Tasarım sadece güzel görünmek için değil, doğru hissettirmek ve yaşanabilir olmak içindir.
Bir iç mimarla çalışmak, sadece zevkli bir mekân tasarlatmak değil, aynı zamanda binlerce kararın birbirine bağlı olduğu bir dengenin kurulmasını istemektir. Bu kararların bazıları teknik, bazıları tamamen sezgiseldir. Ancak her birinin bir nedeni vardır. Bu yazıda iç mimarlıkta aldığımız kararların ardındaki mantığı ve müşterilerin bu süreci daha iyi anlaması için neler bilmesi gerektiğini anlatacağız.
Bir duvar rengini sadece boya kataloğundan seçmiyoruz. Bu karar, mekânın güneş alma durumu, içerideki aydınlatma tipi, kullanılacak mobilyalar ve hatta kullanıcının ruh haliyle ilgilidir. Bazı kararları teknik verilerle açıklayabiliriz. Bazıları ise profesyonel sezgilerimizin, yani yıllar içinde gelişmiş estetik reflekslerimizin sonucudur.
Tasarımda bazı kararlar analitik; bazıları ise estetik içgüdülere dayanır. Bizim işimiz, bu ikisini doğru dengede tutmak.
"Bu rengi neden seçtiniz?"
Cevap: Çünkü bu ton, mekânın doğal ışığıyla dengeli bir etkileşim kuruyor ve iç mekândaki detayların ön plana çıkmasını sağlıyor.
"Bu malzemeyi değiştirsek olmaz mı?"
Cevap: Teknik olarak olur. Ancak bu malzeme hem ses emilimi hem de dokusal denge açısından tercih edildi. Değiştirildiğinde tüm denge bozulabilir.
"Neden oturma alanını bu köşeye aldınız?"
Cevap: Bu yerleşim, hem sirkülasyonu rahatlattığı hem de gün ışığından maksimum fayda sağladığı için tercih edildi.

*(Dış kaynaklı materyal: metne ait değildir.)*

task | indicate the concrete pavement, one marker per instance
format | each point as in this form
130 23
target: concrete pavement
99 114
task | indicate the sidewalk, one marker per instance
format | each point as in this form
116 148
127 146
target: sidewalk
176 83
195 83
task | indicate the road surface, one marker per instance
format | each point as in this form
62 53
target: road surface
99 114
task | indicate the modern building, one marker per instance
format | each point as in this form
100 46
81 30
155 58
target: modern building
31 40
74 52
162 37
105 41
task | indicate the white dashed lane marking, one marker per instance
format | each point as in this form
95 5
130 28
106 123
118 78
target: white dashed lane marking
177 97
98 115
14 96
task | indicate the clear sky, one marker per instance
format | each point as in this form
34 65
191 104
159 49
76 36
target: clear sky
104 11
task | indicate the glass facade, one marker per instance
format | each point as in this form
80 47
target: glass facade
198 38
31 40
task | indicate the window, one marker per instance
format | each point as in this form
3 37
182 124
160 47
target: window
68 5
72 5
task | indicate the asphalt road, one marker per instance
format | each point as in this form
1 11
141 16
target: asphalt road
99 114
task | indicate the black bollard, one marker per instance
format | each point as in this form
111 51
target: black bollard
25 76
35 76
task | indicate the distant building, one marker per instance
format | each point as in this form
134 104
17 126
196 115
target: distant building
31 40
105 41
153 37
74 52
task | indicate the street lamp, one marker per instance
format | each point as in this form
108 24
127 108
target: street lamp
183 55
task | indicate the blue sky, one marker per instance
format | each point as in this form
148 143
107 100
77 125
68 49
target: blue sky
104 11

Bazen müşterilerimize şu cümleleri kurarız. Bu sadece laf değil; arkasında yılların deneyimi, proje birikimi ve binlerce detayın dengesi vardır:
"Bu renk seçimi, mekâna güçlü ama sade bir karakter kazandırıyor."
"Bu malzeme geçişi, kullanıcıya bilinçaltı bir yönlendirme hissi verir."
"Tavanın bu şekilde çözülmesi, hacmin daha ferah hissedilmesini sağlıyor."
"Buradaki renk kontrastı, detayları ön plana çıkararak mekâna derinlik kazandırıyor."
"Bu tercih, mekânın zamansız bir sadelikte kalmasını garanti eder."
"Renk geçişlerinde amaç, gözün yorulmaması ve mekânın akışkan hissettirmesidir."
"Bu kararın arkasında hem estetik bir his hem de teknik bir oran dengesi var."
Tasarım, ölçülebilir değil; ama yaşanabilir, hissedilebilir bir sanattır. Bir iç mimarla çalışmak, sadece zevkinizi uygulamak değil; zevkinizi geliştirerek onu mekâna dönüştürmek demektir. Bizim için tasarım, anlamlı detayların uyum içinde bir araya gelmesiyle yaşayan bir bütün oluşturmaktır.
Işığınız bol, renkleriniz dengeli olsun.